These are ideas and practices which must recall very strikingly much of what we know about the religion of the ancient Egyptians; and in Peru, particularly, were found other practices which might be thought to point to Egypt as their source. Is it at all possible that they really may have come thence? There is a theory about man's story in the world which would answer "yes," and it is a theory which seems to be gaining adherents.
According to this theory, explorers, belonging to the date of the ancient sun-worship in Egypt, pushed out from that country adventurously in search of certain definite objects. Chief among those objects were gold and pearls. And they were sought and prized not only because of their rarity and beauty, but far more because they were considered to have certain magical qualities, to be great "life-givers." The theory then is that the explorers—who were sun-worshippers, who offered human sacrifices, made stone-works, understood irrigation and were distinguished by other practices and beliefs—travelled widely in search for these "life-givers." Traces of their sojourn, it is claimed, are to be found in India, in the chain of islands which is called Indonesia, thence onwards through other islands of the Pacific, until finally we find them on the American continent, in Mexico and Peru, and in various places in North America. Their traces are in the north of Europe also. These traces consist chiefly in large stone works. One or other, and in some places many, of the distinctive elements of the civilisation and religion of ancient Egypt are to be found among the peoples who live where the ancient stone works are. Very commonly they have the belief that there was once among them a ruling family who were "children of the sun," whose forefather actually was the sun himself, to whom, according to some legends, they would return at death. It was the belief that the Spaniards were the sun children, or sun-gods, come again, which greatly assisted them in their conquest of Mexico, and perhaps of Peru also. In the latter country there still existed, at the time of its conquest, the custom common among some of the Pharaohs of Egypt, for the ruler to take his own sister for his queen. Besides its interest, this is a theory which gives a plausible account of facts, such as the stone working and the widely spread belief in the sun children, which are otherwise very difficult to explain. But it is not to be taken as proved, nor even as generally accepted.

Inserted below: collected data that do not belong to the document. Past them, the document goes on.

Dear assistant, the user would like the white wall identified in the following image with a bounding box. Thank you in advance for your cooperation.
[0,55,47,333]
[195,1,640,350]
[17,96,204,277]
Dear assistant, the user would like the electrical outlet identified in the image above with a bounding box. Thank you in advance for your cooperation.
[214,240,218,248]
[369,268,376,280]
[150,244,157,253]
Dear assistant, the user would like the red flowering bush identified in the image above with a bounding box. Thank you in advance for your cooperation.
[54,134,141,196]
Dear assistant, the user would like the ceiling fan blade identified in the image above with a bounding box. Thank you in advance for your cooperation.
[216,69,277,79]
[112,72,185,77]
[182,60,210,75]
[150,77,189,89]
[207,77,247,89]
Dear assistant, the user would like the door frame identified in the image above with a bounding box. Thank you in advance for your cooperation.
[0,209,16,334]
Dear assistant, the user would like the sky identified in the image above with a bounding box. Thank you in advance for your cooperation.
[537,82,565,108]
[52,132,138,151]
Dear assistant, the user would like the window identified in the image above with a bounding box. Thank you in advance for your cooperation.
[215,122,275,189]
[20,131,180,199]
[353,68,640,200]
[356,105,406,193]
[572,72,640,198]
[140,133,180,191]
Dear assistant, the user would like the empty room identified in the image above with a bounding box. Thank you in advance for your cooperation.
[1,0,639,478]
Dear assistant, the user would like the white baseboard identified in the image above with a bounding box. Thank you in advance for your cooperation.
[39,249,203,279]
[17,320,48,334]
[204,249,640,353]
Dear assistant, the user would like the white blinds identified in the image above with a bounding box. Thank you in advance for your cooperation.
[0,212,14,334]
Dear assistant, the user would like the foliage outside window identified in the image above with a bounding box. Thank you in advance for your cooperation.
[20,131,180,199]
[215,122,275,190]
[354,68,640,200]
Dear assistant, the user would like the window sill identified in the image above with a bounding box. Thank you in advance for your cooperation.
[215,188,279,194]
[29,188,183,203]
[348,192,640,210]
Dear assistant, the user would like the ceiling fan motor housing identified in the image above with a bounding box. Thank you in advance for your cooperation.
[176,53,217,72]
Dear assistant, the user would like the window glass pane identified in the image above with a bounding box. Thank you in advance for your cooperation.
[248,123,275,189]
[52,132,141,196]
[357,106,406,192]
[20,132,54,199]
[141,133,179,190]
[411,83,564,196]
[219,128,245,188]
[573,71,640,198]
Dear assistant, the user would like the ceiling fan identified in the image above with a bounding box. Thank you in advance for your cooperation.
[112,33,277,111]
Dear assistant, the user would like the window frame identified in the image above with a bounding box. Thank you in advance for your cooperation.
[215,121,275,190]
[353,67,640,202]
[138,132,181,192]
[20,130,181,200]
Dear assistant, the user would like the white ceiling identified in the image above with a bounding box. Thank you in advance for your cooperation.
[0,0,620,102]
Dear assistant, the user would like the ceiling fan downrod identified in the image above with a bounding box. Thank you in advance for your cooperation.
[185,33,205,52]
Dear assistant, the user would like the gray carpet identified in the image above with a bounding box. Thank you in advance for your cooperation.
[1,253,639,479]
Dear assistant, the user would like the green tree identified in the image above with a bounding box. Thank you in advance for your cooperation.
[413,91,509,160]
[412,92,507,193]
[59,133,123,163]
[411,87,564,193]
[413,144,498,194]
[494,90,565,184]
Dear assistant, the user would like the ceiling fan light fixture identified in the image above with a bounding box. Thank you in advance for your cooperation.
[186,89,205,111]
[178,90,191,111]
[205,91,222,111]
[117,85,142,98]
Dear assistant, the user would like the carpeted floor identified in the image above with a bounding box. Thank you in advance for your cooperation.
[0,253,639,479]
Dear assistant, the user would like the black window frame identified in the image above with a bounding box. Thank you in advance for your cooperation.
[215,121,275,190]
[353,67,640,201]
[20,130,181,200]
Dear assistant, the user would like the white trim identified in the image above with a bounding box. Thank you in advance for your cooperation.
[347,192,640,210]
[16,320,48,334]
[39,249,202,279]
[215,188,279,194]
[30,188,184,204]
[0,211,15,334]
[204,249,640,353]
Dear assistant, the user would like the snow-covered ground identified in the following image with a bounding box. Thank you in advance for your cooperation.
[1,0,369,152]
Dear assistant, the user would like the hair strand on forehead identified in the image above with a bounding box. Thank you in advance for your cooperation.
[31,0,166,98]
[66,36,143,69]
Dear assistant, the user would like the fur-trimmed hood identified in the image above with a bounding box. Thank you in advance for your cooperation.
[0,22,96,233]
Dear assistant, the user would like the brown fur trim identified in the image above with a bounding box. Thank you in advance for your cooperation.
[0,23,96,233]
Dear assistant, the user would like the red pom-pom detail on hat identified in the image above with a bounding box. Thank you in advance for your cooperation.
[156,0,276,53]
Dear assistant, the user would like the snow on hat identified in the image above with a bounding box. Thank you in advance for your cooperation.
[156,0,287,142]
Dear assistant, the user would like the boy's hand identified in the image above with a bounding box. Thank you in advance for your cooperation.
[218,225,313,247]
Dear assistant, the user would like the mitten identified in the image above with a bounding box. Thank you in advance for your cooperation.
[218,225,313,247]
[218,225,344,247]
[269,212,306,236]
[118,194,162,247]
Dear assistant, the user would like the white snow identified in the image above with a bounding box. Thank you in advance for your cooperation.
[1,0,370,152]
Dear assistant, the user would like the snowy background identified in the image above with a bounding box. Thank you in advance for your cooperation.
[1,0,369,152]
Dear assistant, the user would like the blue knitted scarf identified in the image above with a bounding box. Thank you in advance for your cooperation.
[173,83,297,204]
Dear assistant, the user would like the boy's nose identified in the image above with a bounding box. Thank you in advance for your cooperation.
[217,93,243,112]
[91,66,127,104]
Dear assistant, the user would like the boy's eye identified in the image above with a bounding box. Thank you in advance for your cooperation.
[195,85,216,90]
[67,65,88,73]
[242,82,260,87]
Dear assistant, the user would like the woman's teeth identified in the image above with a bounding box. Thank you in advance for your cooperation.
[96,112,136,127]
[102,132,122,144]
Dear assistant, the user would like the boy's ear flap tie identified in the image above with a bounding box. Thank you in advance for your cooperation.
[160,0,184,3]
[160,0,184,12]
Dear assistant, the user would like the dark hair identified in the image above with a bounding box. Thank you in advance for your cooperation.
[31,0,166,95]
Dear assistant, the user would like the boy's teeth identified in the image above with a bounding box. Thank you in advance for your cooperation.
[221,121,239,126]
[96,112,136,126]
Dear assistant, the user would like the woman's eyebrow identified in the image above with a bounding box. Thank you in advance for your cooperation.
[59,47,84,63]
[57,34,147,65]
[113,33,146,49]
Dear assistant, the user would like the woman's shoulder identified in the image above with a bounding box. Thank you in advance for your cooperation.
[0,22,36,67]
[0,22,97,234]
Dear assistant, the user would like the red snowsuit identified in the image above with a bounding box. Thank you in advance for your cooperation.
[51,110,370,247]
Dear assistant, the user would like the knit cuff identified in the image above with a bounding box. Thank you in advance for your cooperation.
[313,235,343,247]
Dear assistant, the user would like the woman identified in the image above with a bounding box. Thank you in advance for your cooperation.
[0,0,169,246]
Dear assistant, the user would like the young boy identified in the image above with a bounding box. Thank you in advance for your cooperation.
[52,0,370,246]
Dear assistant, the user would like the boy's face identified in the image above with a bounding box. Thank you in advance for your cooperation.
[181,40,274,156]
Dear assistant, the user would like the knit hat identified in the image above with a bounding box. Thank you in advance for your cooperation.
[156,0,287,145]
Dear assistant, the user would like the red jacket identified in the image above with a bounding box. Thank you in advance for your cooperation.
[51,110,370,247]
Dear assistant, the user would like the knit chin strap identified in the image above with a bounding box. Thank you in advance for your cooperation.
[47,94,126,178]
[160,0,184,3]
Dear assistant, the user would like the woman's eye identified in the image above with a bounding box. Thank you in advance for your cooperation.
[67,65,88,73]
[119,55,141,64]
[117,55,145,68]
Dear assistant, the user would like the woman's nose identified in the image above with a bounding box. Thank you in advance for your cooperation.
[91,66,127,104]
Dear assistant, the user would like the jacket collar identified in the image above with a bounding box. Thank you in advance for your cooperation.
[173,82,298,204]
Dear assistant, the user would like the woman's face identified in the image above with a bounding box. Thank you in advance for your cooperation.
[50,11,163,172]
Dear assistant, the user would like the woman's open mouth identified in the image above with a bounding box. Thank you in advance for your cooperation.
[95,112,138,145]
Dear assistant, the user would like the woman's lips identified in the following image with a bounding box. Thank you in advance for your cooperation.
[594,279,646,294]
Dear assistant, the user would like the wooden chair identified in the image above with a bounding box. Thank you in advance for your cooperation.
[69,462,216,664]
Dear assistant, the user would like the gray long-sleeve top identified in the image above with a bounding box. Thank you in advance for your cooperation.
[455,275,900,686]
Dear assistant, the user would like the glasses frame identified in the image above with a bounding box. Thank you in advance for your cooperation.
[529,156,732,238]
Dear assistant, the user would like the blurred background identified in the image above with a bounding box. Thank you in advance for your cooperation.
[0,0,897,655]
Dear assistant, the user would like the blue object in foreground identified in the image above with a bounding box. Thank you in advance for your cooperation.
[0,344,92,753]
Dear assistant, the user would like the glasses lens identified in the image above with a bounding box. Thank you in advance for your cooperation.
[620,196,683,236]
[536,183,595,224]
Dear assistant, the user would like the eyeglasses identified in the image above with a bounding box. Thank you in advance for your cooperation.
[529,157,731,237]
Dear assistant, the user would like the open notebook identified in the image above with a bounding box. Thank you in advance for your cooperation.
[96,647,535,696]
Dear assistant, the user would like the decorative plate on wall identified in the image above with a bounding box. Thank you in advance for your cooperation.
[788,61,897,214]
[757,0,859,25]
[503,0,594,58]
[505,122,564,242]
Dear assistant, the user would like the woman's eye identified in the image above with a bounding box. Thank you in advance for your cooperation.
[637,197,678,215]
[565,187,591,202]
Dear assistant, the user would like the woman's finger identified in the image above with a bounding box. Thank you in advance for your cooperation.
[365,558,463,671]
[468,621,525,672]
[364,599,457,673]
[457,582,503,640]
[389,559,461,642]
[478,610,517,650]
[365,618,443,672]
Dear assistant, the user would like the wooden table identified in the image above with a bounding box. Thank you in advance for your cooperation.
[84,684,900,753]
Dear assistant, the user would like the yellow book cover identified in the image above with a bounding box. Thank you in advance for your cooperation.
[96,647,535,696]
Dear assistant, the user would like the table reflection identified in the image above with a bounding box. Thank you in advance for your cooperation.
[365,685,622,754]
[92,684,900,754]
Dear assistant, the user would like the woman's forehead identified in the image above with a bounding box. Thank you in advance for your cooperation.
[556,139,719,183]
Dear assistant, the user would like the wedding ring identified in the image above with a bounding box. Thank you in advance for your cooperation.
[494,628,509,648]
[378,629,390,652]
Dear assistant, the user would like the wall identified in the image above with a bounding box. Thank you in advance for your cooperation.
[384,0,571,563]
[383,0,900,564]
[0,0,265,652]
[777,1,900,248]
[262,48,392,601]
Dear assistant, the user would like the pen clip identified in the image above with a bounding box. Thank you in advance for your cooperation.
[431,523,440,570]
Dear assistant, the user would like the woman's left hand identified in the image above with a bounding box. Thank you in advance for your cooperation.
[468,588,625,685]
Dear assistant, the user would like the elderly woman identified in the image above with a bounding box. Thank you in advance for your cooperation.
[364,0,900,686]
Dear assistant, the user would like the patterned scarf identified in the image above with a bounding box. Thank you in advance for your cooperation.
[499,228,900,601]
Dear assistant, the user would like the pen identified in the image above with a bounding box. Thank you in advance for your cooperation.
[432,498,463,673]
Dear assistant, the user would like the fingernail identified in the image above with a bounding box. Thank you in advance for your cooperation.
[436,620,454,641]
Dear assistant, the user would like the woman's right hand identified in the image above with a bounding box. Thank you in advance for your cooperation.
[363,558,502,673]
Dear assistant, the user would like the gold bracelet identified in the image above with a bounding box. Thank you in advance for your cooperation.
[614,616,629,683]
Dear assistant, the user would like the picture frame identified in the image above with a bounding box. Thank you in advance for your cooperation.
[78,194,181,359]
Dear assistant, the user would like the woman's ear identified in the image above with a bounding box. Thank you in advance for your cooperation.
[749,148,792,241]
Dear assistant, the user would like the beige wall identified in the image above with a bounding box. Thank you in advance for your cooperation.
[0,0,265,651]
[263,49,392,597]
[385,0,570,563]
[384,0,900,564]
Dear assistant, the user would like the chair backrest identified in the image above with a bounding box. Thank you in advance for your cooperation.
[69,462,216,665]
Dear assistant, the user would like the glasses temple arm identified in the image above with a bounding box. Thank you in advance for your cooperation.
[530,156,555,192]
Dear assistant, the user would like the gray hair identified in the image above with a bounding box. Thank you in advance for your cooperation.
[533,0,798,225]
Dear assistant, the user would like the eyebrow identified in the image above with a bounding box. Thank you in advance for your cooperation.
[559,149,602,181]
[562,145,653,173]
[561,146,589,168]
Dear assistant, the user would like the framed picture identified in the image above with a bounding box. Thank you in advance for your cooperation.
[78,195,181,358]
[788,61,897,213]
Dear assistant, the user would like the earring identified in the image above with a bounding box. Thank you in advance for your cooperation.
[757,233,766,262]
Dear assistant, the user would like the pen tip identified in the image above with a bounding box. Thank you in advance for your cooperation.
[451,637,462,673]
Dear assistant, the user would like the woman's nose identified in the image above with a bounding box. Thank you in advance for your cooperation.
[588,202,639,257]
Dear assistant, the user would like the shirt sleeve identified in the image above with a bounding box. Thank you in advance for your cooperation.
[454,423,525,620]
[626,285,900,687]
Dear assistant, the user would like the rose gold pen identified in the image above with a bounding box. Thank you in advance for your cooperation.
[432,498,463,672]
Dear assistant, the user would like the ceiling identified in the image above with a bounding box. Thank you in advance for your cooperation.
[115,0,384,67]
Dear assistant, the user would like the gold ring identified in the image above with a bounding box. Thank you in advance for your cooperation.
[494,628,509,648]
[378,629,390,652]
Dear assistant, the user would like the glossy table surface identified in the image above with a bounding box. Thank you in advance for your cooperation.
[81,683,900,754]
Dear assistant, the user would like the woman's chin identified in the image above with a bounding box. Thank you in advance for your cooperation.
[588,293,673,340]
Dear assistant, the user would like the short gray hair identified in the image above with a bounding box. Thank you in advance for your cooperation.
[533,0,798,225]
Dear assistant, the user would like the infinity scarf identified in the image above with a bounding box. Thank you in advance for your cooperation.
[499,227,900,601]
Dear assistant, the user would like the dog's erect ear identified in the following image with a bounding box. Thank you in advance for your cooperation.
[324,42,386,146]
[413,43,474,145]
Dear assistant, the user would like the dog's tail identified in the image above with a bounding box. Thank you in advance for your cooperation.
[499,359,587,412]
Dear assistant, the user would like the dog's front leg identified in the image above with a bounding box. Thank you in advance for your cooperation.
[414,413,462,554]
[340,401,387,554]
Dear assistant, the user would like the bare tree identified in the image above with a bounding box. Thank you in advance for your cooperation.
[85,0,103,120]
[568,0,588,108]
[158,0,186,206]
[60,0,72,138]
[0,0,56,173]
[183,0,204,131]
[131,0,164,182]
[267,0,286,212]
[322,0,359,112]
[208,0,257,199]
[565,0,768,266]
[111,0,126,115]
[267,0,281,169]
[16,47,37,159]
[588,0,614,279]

In Peru, exceptionally, the Spaniards found a distinct race, the Incas, supposed to be descended from the sun, still ruling, and ruling with a singular benevolence. But throughout the whole of the rest of the continent, North and South, the natives had made very little progress along any lines of civilisation. Here and there was some cultivation, chiefly of the Indian corn; but generally the people were hunters, going nearly naked in the warmer regions, clad in the skins of beasts in the colder climates, poorly armed with bows and arrows.
Thus obscure and scanty is the story of this great newly found world of the Spaniards. In the East, on the other hand, were lands whose stories dated, with actual records, thousands of years back. There was one, that wonderland of China, with earliest annals between two and three thousand years before Christ—by no means the oldest annals of humanity, but incomparably older than those of any other empire that still exists.
The permanence of China
That has been the chief wonder of the Chinese Empire, its permanence. And it is wonder that only grows, the more we realise the nature of that empire and the principles by which the society which has held it so long together has been guided. Again and again conquerors have forced their way in upon it from the north—rude, uncivilised tribes invading a highly civilised land. Again and again the chiefs of the invaders have established themselves on the throne of China. They and their sons for many generations have governed the land. But the country generally, with its vast extent and its large population, has gone on its way very little troubled by the change of rulers. Those military conquerors have in fact been themselves conquered by the higher civilisation in which they have found themselves.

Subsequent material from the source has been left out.